Which doesn’t mean they are any less worthy of pursuing in the future, of course. But for different means than financial security and status.
Nida-Rümelin even points out that many of the non-academic professions like carpenter, technicians, electricians, installers, contractors etc. nowadays prove to be more secure and even better paying.
Which leads us to the intitial question whether academic education still is the holy grale we want our kids to chase if in the future it won’t keep its promise for a better life.
What other goals can we help them set for themselves? In what ways is our society changing? What should society look like in the future?
What other skills will be more important (already are more important) than being able to reproduce knowledge. Team spirit, empathy, project management and tech-savvy are already key competences today (that aren’t taught in traditional schools I might add. „Don’t copy from your neighbour!“ instead of team work and oh: where the heck are the modern IT rooms and the IT lessons?! The rasperry pie programming clubs? The arduinos? The social media classes? A dead loss, at least in traditional schools in Bavaria). Yes, humanities are important, universal education as well but it has to be combined with contemporary content.
So maybe we need to open our mind just a bit more and look for different goals than just academic education.
I don’t mean to sound all tech-enthusiastic because I’m not. But technology and social media are taking up a huge part of our lives now and my generation at least is widely uneducated towards them I have to say. Most people barely understand how things work and they don’t care as long as they work. I would wish for our kids to be responsible and critical users instead exploitable consumers. But in order to be that they need to be educated about the how and why.
It’s nothing but irresponsible to not teach our kids all this only because we ourselves are clueless. We are resting on an idea of classical education, have a deep mistrust towards IT where at the same time we are heavy consumers – that’s a paradox!
Tech- and IT-related subjects have to play a bigger role in our kids’s education. But along with literature, history, science, philosophy, languages, economy etc. – instead of displacing them.

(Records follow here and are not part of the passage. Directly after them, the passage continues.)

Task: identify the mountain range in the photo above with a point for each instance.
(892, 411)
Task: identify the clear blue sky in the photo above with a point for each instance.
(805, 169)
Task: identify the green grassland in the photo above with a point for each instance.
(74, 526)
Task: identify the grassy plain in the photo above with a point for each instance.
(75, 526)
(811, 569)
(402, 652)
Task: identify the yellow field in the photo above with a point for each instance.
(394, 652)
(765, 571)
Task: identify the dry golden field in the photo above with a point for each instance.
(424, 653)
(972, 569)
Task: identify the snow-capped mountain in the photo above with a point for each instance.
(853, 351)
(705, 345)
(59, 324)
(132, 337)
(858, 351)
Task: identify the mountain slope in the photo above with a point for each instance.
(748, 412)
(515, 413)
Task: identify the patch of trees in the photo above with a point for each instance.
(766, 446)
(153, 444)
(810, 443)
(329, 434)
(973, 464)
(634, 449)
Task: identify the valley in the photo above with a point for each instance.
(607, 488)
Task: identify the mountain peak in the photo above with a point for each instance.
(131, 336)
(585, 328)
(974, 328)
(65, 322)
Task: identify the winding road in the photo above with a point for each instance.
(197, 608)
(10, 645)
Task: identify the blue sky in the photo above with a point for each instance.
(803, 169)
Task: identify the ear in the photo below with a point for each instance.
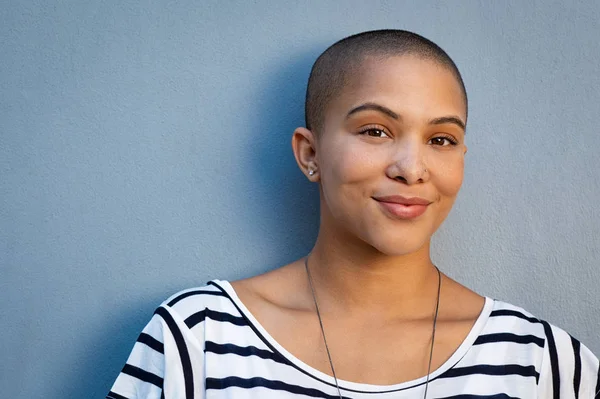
(303, 145)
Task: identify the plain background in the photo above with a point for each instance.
(144, 148)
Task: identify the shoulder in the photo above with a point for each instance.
(566, 366)
(190, 307)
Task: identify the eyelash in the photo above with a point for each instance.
(367, 129)
(451, 140)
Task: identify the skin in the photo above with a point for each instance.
(375, 282)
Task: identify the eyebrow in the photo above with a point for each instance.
(385, 110)
(374, 107)
(448, 119)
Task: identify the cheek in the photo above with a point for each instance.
(449, 173)
(348, 163)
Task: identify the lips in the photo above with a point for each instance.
(405, 208)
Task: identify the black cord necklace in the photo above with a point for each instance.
(437, 306)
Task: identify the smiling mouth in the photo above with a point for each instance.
(403, 208)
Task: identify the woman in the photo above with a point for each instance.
(366, 314)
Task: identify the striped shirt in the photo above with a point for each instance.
(204, 343)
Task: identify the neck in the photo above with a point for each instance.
(356, 278)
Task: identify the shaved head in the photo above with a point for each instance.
(341, 62)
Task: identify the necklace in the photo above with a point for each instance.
(437, 306)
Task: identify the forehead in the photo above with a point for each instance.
(411, 86)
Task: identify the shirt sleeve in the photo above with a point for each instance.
(162, 362)
(569, 369)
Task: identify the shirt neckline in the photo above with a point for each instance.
(458, 354)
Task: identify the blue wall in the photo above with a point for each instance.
(145, 149)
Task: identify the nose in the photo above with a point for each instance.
(406, 163)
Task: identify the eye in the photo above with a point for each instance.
(374, 132)
(443, 141)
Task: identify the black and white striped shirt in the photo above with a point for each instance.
(204, 343)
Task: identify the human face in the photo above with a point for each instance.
(394, 135)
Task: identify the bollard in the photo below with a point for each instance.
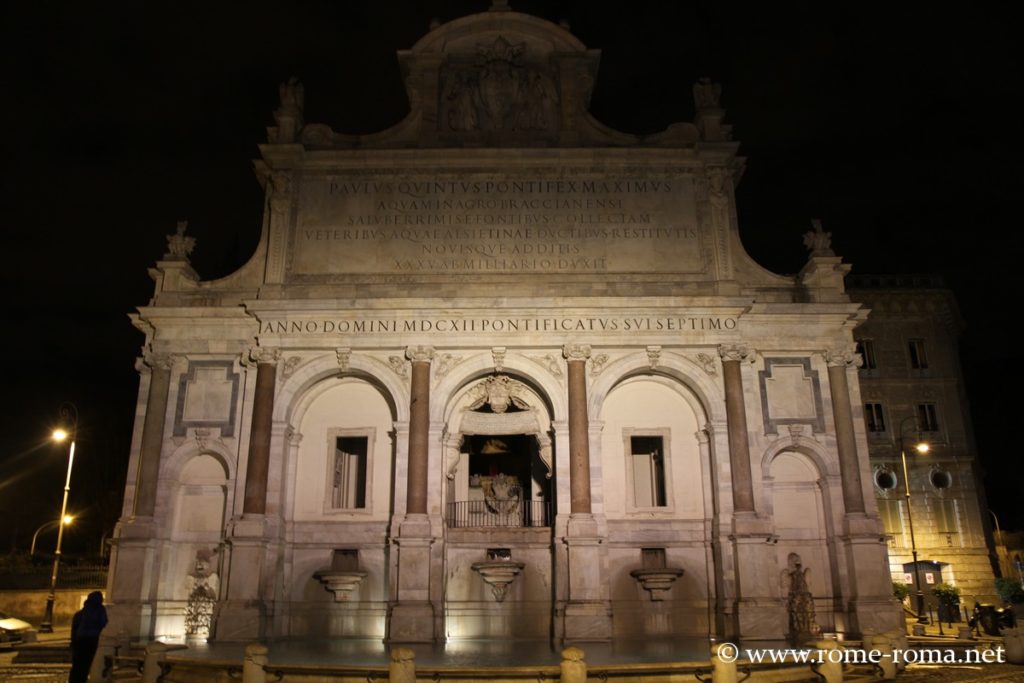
(897, 638)
(887, 663)
(723, 663)
(830, 668)
(572, 666)
(402, 666)
(252, 666)
(1013, 640)
(153, 669)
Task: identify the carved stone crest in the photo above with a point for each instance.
(179, 247)
(499, 92)
(500, 392)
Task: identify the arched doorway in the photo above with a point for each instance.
(499, 508)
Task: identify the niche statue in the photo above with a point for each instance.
(800, 602)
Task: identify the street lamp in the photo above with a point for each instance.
(69, 417)
(922, 447)
(67, 519)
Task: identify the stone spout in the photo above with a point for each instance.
(342, 584)
(499, 574)
(657, 582)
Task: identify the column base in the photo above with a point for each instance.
(588, 622)
(241, 621)
(875, 613)
(411, 623)
(762, 620)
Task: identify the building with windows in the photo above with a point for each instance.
(500, 372)
(912, 388)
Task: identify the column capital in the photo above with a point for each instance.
(420, 353)
(576, 351)
(736, 352)
(258, 354)
(843, 356)
(159, 360)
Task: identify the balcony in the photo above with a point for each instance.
(511, 513)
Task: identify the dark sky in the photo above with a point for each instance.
(895, 126)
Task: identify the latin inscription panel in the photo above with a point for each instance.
(350, 224)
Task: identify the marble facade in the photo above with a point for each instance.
(500, 372)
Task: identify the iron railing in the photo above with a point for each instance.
(468, 514)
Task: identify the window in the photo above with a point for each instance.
(348, 488)
(891, 512)
(866, 349)
(875, 418)
(945, 516)
(919, 359)
(647, 468)
(885, 478)
(927, 418)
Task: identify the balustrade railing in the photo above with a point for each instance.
(468, 514)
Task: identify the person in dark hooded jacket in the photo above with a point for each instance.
(85, 629)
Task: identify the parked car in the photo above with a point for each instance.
(12, 630)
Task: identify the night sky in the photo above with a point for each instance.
(893, 125)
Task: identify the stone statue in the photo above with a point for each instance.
(293, 97)
(202, 584)
(289, 114)
(178, 246)
(800, 602)
(817, 241)
(707, 94)
(502, 495)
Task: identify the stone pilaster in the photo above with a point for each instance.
(153, 433)
(588, 610)
(413, 616)
(735, 413)
(245, 611)
(134, 558)
(419, 429)
(258, 465)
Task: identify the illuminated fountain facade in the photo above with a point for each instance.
(498, 372)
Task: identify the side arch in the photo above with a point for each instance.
(291, 394)
(674, 366)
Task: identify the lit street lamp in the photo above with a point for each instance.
(69, 416)
(67, 519)
(922, 447)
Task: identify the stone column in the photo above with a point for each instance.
(245, 611)
(576, 356)
(419, 429)
(866, 582)
(258, 467)
(412, 617)
(735, 413)
(839, 360)
(153, 433)
(588, 610)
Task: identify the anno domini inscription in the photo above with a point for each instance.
(479, 224)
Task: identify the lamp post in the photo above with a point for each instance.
(921, 447)
(69, 417)
(67, 519)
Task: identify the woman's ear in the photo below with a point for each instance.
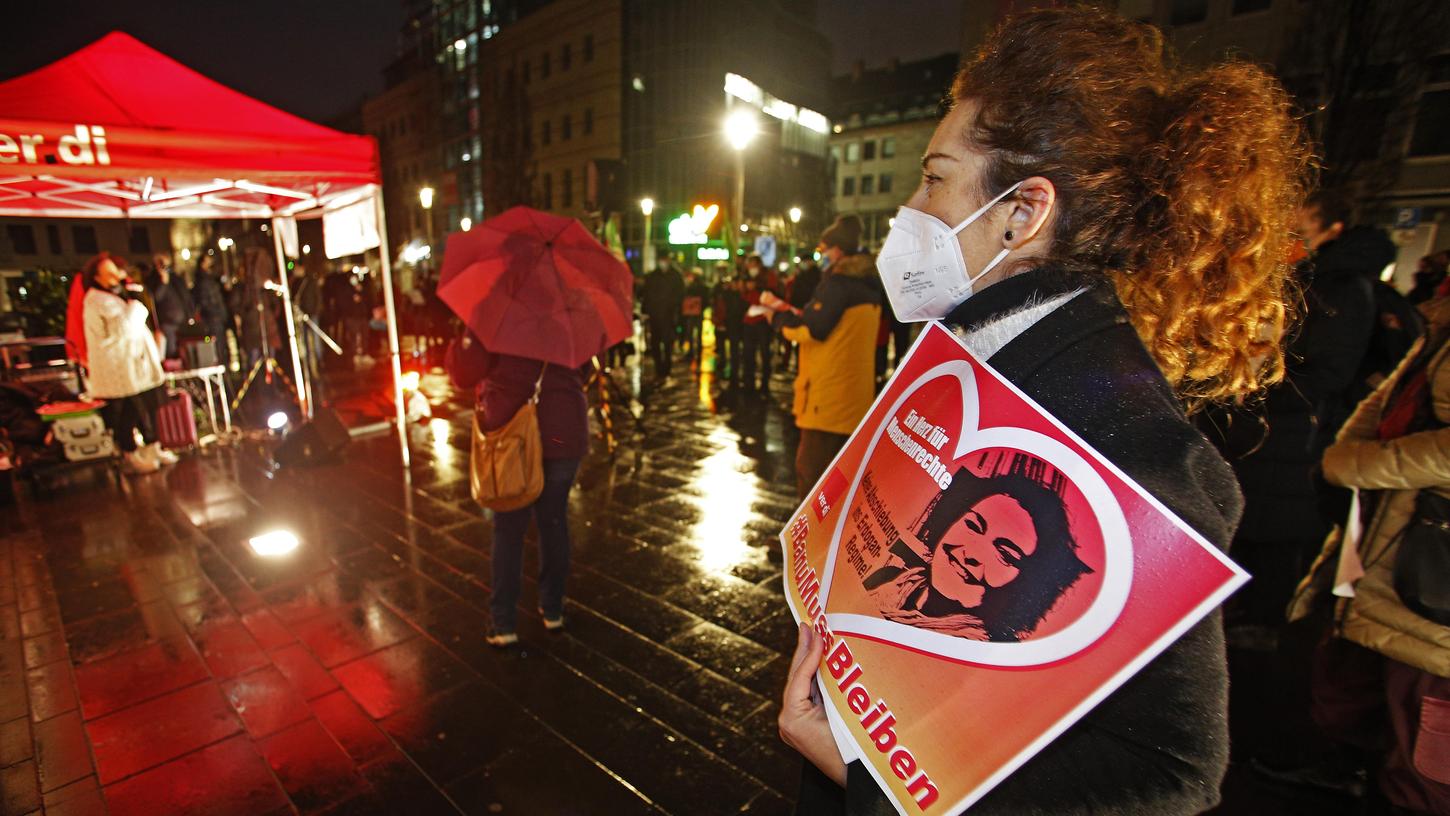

- Kids (should) learn social behaviour in school
100% agreed. But even more than just social behaviour they learn (or they should learn) how to build relationships and maintain them. That is of course a problem when going sailing with kids. If there are siblings they have each other which is better than taking an only child I suppose. And they constantly meet new friends whenever we anchor somewhere with other families. But the emphasis has to be on „new“ more than on „friends“. Maintaining relationships is difficult if after a couple of weeks each family sets off into different directions and the kids rarely ever see each other again – at least not in the foreseeable future.
On the other hand again, building and maintaining relationships in traditional schools is not easy either. The class might stay together for years but teachers are constantly changing (with the exeption of elementary schools) and if they don’t teach a key subject and only have a few hours per week in a class, after three months they might not even remember their students’ names – left alone know anything about them at all. What kind of relationship is that?
So neither is ideal and it’s our job as parents to bear this in mind, on a sail boat as well as in school.